I’m sure I mentioned in an earlier post that Popoki was every inch a lady – une grande dame – if you please. She exerted her authority with skill, but she never left anyone in doubt as to who was in charge.  Case in point:

Popo was not an incorrigible scratcher, but she did have one preference.  In the family room of the house where I lived with my parents and brothers, we had an old overstuffed and upholstered rocker.  It was a comfortable chair – we had owned that chair for as long as I could remember.  It was my Dad’s favorite chair, because it fit him well – he was six and one-half feet tall, and this chair suited his body contours just right.  It suited Popoki’s claws just as well.  She did not ruin the upholstery of the chair, but it appeared that she was well on the way to doing so when my mother, who foolishly thought she had control, decided to “teach” the cat not to scratch up the furniture.

Here’s the method she chose to teach Popo to stop exercising her claws on the chair:  “Popoki,” said Mom to the cat,”You must stop scratching the chair!  From now on, whenever you scratch the chair, I’m putting you outside!”  Popo ignored her, and went over to scratch the chair.  Immediately, my mother picked her up, walked over to the adjacent sliding glass door which led to the screened-in porch.  It didn’t seem to bother her much.  As a matter of fact she discovered that if she wanted to go out, all she had to do was scratch the chair!  She got an escorted trip to the door!  Neat!

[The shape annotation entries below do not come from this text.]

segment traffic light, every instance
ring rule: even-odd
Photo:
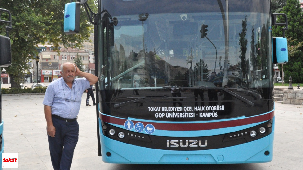
[[[200,31],[200,32],[201,32],[201,38],[204,38],[204,37],[207,35],[207,33],[206,32],[207,32],[208,30],[206,28],[208,27],[208,25],[207,25],[202,24],[202,28],[201,28],[201,31]]]

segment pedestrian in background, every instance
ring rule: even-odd
[[[75,64],[61,65],[62,77],[49,83],[43,101],[51,159],[55,170],[70,169],[79,137],[77,121],[83,91],[98,81]],[[75,79],[78,76],[82,78]]]
[[[92,106],[89,104],[89,96],[92,96],[92,99],[93,100],[93,105],[96,105],[96,103],[95,101],[95,96],[94,96],[94,92],[93,91],[93,85],[91,85],[89,86],[89,88],[86,90],[86,93],[87,94],[87,97],[86,97],[86,106]]]

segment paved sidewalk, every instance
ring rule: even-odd
[[[53,169],[42,104],[44,95],[2,96],[5,152],[18,152],[17,168]],[[98,156],[96,108],[85,106],[83,94],[78,119],[79,140],[72,170],[291,170],[303,167],[303,106],[276,103],[274,158],[267,163],[154,165],[103,163]],[[90,100],[91,103],[91,99]]]

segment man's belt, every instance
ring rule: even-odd
[[[78,116],[77,116],[75,118],[74,118],[74,119],[68,119],[67,118],[64,118],[64,117],[62,117],[59,116],[58,116],[56,115],[52,115],[52,117],[53,117],[55,118],[58,119],[59,120],[63,120],[65,122],[73,122],[75,120],[77,119],[78,118]]]

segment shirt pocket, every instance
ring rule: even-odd
[[[81,91],[79,89],[75,90],[75,95],[76,97],[76,101],[80,101],[81,100],[81,97],[82,96],[82,93],[83,92]]]

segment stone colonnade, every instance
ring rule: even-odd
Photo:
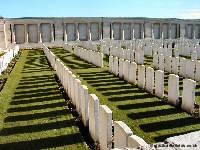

It got to the point where you could tell by her body language, that there were many times that she wanted to go out, but didn’t really feel like scratching the chair, but, Hey!  You gotta try to appease your humans. She would do a cursory quick scratch on the chair, and then patiently walk over to the door and wait to be let out.  You could almost see her roll her eyes.  “What a cat’s gotta do to keep people happy! Sheesh!”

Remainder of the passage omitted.